Quinoa can be cooked like rice. It needs to be rinsed well first to remove the soapy, bitter coating on the seeds. Packaged quinoa sold in the supermarkets will often be pre-washed but it’s best to rinse it again to be sure.
Quick to cook, light and delicate in taste, quinoa makes a great side dish for most main meals. Or try it in a casserole, salad and even as a porridge for breakfast.
Visit our quinoa recipe hub for lots of delicious ways of serving quinoa
How to cook quinoa
Quinoa should be cooked using the same liquid to grain ratio as rice: 1 cup of quinoa to 2 cups of water.
1. Rinse the quinoa thoroughly in a fine mesh sieve under cold running water.
2. Bring the water to the boil in a large saucepan, then add the quinoa.

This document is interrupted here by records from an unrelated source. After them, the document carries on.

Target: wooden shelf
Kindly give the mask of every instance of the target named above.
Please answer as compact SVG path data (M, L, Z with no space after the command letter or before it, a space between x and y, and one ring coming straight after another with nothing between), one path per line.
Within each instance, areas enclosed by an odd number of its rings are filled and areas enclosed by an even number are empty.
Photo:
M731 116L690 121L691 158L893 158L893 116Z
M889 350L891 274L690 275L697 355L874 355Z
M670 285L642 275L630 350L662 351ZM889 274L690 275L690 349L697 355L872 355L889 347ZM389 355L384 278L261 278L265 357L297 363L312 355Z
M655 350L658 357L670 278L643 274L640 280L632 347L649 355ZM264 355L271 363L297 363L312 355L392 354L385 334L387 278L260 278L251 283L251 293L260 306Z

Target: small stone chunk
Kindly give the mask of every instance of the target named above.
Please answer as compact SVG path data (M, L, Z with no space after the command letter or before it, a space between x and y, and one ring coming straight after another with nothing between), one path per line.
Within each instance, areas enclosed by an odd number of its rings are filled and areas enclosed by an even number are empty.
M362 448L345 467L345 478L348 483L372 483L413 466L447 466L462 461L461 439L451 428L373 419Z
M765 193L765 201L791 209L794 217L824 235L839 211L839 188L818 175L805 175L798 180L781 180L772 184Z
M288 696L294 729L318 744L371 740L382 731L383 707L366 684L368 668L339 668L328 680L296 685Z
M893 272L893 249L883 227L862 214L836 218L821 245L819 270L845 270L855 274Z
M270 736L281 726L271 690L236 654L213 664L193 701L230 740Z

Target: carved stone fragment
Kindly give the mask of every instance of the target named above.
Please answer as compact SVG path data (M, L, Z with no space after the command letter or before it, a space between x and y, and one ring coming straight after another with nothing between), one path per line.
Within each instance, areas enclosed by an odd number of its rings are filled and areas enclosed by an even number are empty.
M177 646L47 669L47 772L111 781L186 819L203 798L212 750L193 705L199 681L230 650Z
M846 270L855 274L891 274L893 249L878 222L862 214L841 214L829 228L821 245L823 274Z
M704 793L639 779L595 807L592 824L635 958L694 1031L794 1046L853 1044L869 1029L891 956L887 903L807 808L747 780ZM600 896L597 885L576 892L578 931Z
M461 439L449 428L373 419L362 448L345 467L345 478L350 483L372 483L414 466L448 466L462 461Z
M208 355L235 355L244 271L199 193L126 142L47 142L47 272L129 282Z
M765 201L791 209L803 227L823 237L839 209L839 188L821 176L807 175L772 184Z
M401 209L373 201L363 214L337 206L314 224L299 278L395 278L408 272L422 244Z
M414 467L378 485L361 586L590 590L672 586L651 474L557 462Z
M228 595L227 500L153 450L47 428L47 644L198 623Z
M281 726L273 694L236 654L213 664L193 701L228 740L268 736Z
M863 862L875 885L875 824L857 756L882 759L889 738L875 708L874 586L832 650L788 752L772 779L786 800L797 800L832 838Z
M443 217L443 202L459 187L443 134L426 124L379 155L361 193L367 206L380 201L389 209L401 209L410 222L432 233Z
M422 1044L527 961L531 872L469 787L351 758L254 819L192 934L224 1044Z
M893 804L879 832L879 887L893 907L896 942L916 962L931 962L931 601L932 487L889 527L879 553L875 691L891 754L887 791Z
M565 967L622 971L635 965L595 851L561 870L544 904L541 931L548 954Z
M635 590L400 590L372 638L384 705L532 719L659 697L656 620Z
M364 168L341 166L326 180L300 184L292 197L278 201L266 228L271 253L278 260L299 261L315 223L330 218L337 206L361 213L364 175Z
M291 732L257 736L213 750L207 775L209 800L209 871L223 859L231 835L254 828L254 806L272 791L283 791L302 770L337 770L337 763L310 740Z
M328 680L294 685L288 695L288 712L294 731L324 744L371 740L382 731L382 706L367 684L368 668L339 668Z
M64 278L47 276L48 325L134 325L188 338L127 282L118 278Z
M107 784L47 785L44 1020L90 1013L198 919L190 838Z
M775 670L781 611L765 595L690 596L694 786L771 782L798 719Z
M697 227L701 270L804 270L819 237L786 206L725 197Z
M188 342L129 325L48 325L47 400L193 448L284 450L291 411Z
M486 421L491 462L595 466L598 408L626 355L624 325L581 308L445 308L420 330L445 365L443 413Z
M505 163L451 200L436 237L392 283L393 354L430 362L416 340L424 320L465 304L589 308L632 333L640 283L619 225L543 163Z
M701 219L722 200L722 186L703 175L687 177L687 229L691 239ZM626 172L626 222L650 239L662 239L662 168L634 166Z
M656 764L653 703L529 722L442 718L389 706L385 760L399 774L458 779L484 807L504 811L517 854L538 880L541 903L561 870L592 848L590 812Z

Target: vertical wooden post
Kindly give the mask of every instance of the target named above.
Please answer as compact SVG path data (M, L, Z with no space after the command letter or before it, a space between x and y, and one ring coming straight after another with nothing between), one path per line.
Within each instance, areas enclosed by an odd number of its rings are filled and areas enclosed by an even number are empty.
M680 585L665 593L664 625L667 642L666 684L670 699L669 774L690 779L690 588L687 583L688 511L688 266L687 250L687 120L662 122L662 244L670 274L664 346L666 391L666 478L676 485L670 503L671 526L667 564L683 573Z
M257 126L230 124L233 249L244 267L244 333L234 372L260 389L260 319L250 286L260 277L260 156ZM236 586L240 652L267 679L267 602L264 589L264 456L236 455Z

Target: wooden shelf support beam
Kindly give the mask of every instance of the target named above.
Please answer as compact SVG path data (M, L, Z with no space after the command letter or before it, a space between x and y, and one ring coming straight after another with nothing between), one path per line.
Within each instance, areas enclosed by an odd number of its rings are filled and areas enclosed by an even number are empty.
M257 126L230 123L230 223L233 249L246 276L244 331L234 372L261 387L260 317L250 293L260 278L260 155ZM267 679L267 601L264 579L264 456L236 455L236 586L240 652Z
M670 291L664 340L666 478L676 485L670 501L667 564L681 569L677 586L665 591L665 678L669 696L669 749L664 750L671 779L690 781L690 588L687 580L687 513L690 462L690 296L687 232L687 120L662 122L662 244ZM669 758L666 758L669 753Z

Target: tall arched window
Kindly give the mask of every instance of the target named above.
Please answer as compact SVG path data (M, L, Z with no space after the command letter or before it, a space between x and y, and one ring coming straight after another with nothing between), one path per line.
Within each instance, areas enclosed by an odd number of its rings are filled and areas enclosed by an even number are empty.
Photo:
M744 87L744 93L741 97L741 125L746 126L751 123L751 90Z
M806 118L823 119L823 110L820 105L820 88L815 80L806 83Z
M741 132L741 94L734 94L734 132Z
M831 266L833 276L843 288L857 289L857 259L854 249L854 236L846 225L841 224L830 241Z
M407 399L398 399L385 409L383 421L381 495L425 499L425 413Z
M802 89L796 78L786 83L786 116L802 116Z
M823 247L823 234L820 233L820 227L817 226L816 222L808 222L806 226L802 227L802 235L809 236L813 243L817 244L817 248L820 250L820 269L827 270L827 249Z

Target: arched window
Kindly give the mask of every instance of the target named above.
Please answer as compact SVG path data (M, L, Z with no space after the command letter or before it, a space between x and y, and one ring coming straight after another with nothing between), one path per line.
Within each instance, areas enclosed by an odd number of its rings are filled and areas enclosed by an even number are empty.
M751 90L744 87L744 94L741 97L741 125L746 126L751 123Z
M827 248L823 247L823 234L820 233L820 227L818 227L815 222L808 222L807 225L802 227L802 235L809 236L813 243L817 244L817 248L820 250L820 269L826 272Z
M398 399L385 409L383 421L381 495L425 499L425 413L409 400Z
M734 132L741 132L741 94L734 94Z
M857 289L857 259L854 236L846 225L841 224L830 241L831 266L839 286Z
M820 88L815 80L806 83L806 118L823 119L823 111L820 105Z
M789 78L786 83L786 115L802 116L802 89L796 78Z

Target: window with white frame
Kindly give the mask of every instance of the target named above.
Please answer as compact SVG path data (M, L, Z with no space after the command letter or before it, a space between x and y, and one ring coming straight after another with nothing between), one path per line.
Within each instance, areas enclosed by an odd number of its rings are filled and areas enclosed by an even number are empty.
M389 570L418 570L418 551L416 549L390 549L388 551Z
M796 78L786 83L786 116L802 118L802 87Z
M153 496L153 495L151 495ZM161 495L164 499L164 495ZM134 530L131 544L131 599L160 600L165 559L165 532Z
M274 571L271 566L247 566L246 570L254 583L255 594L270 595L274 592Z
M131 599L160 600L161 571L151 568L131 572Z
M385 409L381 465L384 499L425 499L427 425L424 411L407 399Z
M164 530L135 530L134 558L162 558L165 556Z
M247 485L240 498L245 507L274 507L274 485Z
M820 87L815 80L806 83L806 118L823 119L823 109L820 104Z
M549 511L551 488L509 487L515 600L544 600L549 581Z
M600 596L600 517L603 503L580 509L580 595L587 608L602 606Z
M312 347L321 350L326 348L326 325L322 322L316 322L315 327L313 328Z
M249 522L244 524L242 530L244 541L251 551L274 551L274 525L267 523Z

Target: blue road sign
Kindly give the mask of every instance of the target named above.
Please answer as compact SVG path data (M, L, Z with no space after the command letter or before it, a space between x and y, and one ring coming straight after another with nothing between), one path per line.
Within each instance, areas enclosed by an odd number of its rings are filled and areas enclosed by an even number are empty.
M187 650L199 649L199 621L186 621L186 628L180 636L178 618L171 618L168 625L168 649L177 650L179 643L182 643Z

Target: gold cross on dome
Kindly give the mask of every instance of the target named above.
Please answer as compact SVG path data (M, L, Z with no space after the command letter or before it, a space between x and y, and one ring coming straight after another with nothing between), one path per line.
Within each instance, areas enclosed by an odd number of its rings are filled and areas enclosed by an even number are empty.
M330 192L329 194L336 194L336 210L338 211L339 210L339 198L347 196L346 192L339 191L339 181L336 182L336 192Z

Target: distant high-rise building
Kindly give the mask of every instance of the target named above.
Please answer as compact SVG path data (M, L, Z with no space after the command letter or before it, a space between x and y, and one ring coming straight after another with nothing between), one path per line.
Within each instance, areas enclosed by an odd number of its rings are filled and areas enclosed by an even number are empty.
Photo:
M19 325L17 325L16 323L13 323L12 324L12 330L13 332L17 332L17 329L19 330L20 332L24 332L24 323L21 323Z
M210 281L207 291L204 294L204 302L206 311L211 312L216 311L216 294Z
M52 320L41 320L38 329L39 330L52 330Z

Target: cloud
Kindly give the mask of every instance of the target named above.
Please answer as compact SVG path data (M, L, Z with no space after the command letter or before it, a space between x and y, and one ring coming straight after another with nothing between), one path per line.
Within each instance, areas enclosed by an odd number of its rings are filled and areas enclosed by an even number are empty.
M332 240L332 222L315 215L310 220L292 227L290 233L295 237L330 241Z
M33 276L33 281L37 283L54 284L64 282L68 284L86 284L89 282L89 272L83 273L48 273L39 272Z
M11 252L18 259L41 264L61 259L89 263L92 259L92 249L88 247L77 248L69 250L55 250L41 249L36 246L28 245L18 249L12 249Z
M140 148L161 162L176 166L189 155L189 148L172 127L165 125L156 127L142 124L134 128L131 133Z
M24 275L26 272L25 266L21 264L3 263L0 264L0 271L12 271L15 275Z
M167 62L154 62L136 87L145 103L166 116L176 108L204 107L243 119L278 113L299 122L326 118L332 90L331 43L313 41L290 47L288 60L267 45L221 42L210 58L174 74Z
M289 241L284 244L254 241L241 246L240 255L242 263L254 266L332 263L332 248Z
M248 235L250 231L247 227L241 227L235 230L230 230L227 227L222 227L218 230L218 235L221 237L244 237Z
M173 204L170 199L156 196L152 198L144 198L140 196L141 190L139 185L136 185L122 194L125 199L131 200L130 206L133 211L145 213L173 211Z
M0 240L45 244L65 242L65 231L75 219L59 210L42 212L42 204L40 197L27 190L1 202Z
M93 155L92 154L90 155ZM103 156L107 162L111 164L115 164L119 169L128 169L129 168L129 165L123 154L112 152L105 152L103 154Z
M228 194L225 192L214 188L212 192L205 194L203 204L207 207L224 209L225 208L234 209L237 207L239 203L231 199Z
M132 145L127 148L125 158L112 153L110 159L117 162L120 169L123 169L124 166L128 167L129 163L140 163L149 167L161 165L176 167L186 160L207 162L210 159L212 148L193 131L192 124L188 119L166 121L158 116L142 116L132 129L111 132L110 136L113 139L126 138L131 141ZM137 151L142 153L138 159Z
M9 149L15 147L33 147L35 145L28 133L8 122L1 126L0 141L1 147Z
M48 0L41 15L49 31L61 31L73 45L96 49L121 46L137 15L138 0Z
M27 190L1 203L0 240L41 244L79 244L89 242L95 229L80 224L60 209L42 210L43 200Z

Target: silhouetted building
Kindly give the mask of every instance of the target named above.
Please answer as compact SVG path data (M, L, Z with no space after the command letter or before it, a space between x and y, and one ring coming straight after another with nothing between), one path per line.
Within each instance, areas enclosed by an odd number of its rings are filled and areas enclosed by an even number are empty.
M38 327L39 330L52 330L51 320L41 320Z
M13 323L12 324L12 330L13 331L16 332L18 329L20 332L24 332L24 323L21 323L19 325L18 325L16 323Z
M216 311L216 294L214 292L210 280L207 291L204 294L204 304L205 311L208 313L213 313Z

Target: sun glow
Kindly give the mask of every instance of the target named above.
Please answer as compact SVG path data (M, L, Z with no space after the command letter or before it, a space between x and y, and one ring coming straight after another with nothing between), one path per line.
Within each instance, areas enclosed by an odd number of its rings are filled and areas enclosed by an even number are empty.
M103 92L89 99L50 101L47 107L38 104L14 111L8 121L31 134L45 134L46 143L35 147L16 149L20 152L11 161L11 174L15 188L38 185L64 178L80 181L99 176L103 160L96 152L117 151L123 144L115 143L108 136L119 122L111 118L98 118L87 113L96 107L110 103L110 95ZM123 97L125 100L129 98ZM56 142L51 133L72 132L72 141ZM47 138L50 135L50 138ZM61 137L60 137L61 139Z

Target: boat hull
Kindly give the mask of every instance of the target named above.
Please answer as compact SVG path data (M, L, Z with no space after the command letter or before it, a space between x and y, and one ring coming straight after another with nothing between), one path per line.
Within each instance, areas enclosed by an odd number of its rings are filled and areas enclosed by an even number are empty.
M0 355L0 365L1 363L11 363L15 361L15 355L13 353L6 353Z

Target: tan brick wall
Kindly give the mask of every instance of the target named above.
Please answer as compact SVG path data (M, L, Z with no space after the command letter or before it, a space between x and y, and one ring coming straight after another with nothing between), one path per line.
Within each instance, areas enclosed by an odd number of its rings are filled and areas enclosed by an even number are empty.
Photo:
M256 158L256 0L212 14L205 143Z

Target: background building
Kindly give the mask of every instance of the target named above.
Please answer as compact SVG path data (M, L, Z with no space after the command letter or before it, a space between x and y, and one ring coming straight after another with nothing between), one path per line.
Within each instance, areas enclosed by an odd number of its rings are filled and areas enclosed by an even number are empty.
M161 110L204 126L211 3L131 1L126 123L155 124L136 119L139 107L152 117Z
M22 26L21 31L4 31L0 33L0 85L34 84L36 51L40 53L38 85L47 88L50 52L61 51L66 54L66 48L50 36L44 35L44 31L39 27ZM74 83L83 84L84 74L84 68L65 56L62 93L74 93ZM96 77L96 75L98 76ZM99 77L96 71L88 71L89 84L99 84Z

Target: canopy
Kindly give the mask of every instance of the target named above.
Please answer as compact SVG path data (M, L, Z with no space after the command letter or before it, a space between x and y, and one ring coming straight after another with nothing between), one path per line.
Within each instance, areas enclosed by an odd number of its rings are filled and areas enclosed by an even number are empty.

Add a pinch of salt to the water.
3. Reduce the heat to low, cover the saucepan and let the quinoa gently simmer for 20 minutes until most of the water has been absorbed.
4. Remove the saucepan from the heat, drain off any excess water and leave to stand for 10 minutes.
5. Fluff the quinoa with a fork to separate the grains, and then serve.
To add more depth of flavour, try toasting your quinoa after rinsing and before cooking. Heat a little olive oil in a saucepan over medium-high heat, and add the drained quinoa. Stir the quinoa for a minute or two until it’s slightly brown. Then add boiling water and cook as above.
Perhaps surprisingly, quinoa can be grown in the UK and Essex-grown quinoa is easily available from health food shops and online from British pulse and grain producer Hodmedod's. This is an excellent alternative for anyone concerned about food miles or sustainability and the welfare of South American farmers.